New reports offer horrifying details from the Robb Elementary shooting, as experienced by a student in the classroom and the father of a survivor.
Dan Carson, Chron Senior Editor
May 26, 2022
Updated: May 26, 2022 9:12 a.m.
UVALDE,TEXAS, USA - MAY 25: Flowers are placed on a make shift memorial outside Robb Elementary School in Uvalde, Texas, on May 25, 2022. Texas state troopers outside Robb Elementary School 19 students and one teacher were killed during a massacre in a Texas elementary school, the deadliest US school shooting.
Horrifying details have emerged regarding the moments inside a Robb Elementary classroom on Tuesday when it was targeted by suspected mass shooter Salvador Ramos, an 18-year-old gunman who was killed after allegedly going on a
shooting spree that took the lives of
19 students and two teachers in Uvalde, Texas.
An unidentified fourth-grader who survived Tuesday's massacre told KENS 5 San Antonio that the shooter fired a shot before entering the classroom through an adjoining door, and then told the students they were going to die.
"He shot the next person's door. We have a door in the middle. He opened it. He came in and he crouched a little bit and he said, he said, 'It's time to die,'" the boy told KENS 5.
The child and four of his classmates were likely saved by their decision to hide under a table with an overhanging table cloth, obscuring them from the shooter's sight, according to the report. The boy said the shooter retaliated against one of his classmates after police offers outside the room urged them to yell if they needed help.
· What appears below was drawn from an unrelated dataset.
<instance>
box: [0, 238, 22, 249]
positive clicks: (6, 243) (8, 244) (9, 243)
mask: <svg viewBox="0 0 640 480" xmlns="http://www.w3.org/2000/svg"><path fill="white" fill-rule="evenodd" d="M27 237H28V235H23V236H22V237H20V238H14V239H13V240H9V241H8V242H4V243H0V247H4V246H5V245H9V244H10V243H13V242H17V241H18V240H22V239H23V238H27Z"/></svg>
One of his classmates responded, inspiring the gunman the shoot her.
"When the cops came, the cop said: 'Yell if you need help!' And one of the persons in my class said 'Help!' The [shooter] overheard and he came in and shot her," the child told KENS 5.
The Washington Post
published a timeline reconstruction of Tuesday's deadly events, which included an interview with Miguel Cerrillo, a Uvalde father whose
11-year-old daughter Miah survived the attack at Robb Elementary by playing dead. Cerrillo said he spoke with his daughter through the window of a bus after an officer carried her out of the school with bullet fragments in her side. The father said he rushed toward the bus as it boarded victims bound for the hospital but was prevented by officers from retrieving his daughter, who told him through a window what she'd witnessed before she was taken away for treatment.
"I panicked,"
Cerrillo told the Washington Post, saying his daughter detailed how she had watched as her teacher, Eva Mireles, was shot by the gunman while attempting to phone the police. His daughter Miah told Cerrillo she quickly grabbed the phone and called 911, and then hid from the shooter by lying down on top of one of her classmates, who had been shot and was bleeding on the ground. Her classmate was breathing but expired before help arrived, according to Cerrillo's account.
"We figured Uvalde was safe," Cerrillo told the Washington Post. "Now we know it's not safe."